The choice of drug therapy in myeloma is based on the patient's age, performance status and renal function - all of which influence the decision as to whether the patient is suitable for autologous stem cell therapy; a procedure that follows very high dose chemotherapy, itself used as apart of curative chemotherapy in appropriate patients. Where such high dose chemotherapy will never be utilised (e.g. due to old age and frailty) then simple chemotherapy with alkylating agents such as melphalan, coupled with steroids or thalidomide is often used first but in patients who will later be harvested of their blood/marrow stem cells for the high dose procedure, the doctor will try to avoid alkylating agent chemotherapy. Thalidomide (or one of its derivative drugs e.g. lenalidomide), coupled with steroids or other agents is commonly utilised. Particular care is needed when the patient has presented in renal failure, first reversing the factors that are conspiring to worsen the renal condition (e.g. high uric acid, calcium,dehydration, infection etc).

 

Chemotherapy is usually continued until the patient has achieved a 'plateau' phase (this is when the immunoglobulin marker has achieved a partial remission and remained at this level for 3 months). Following this maximal response to therapy the patient either proceeds to high dose chemotherapy plus the autograft (nowadays with peripheral blood stem cells) or a careful watch policy. The former is the more aggressive approach and reserved for those who are fit enough to withstand the procedure (the potential advantage of which is the hope of eradication of the disease).  In patients who have disappearance of their serum immunoglobulin marker following this procedure, there is a real hope of long disease-free life.
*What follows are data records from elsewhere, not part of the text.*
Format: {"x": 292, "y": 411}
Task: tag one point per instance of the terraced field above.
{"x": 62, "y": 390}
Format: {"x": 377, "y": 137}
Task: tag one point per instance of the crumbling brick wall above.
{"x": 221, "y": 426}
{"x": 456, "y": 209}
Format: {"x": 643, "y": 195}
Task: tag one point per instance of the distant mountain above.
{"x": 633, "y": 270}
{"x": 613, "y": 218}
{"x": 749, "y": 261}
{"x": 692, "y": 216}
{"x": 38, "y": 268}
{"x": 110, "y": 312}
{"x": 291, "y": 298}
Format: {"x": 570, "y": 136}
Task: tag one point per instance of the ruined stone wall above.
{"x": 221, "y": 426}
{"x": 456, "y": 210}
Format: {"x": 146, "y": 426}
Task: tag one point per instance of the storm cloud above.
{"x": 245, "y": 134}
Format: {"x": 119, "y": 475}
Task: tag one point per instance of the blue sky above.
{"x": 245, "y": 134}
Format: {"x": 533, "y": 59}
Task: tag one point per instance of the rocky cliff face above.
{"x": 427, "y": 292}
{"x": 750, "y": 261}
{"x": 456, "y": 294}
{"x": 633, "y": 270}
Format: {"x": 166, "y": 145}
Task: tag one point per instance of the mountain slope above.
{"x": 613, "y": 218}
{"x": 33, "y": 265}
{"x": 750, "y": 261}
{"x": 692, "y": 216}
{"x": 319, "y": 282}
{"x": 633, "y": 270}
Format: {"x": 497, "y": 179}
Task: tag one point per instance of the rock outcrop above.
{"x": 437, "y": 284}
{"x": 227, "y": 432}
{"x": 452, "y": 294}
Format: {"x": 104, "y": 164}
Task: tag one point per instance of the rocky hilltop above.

In other patients, there follows a period of watchful waiting, until the marker rises or some other event (e.g. bone fracture due to local progression) prompts further therapy. At this time, the patient is treated again, perhaps with the same therapy if first remission was lengthy, or alternative drugs (combinations of active cytotoxic drugs or immuno-modulatory drugs such as thalidomide or bortezomib) will be brought into the therapy. Steroids are also useful.

 

In this context, the use of bisphosphonate therapy should be discussed. The bisphosphonates are an interesting group of compounds, which attach to bone and make it less likely to be broken down by any disease process, particularly here the bony absorption by myeloma. It is now standard practice to give bisphosphonate therapy (either intravenous pamidronate or oral clodronate) in the maintenance period, so long as the renal function is good.

 

 

Lastly it should be stated that local radiotherapy has a very important role in the therapy of multiple myeloma in controlling bony pain. The patient, who comes with low back pain or limb pain because of destructive plasmacytoma in the particular bone, will be most quickly out of pain if he receives local radiotherapy to that bone. Radiotherapy has an important and potentially curative role in the therapy of isolated plasmacytoma.

 

In the photo, the left panel shows a side view of the neck of a patient with myeloma. The bones are so thin that it is hardly possible to make out the cervical vertebrae and one of them has crush fractured. In the right panel we see the same side view of the cervical spine after therapy. Firstly, the bones are now stronger (more radio-opaque and hence more visible on the x-ray), this is due to drug therapy and local radiotherapy to the neck/cervical spine and secondly a spinal stabilisation operation has been performed and we can see the metal stabiliser in situ.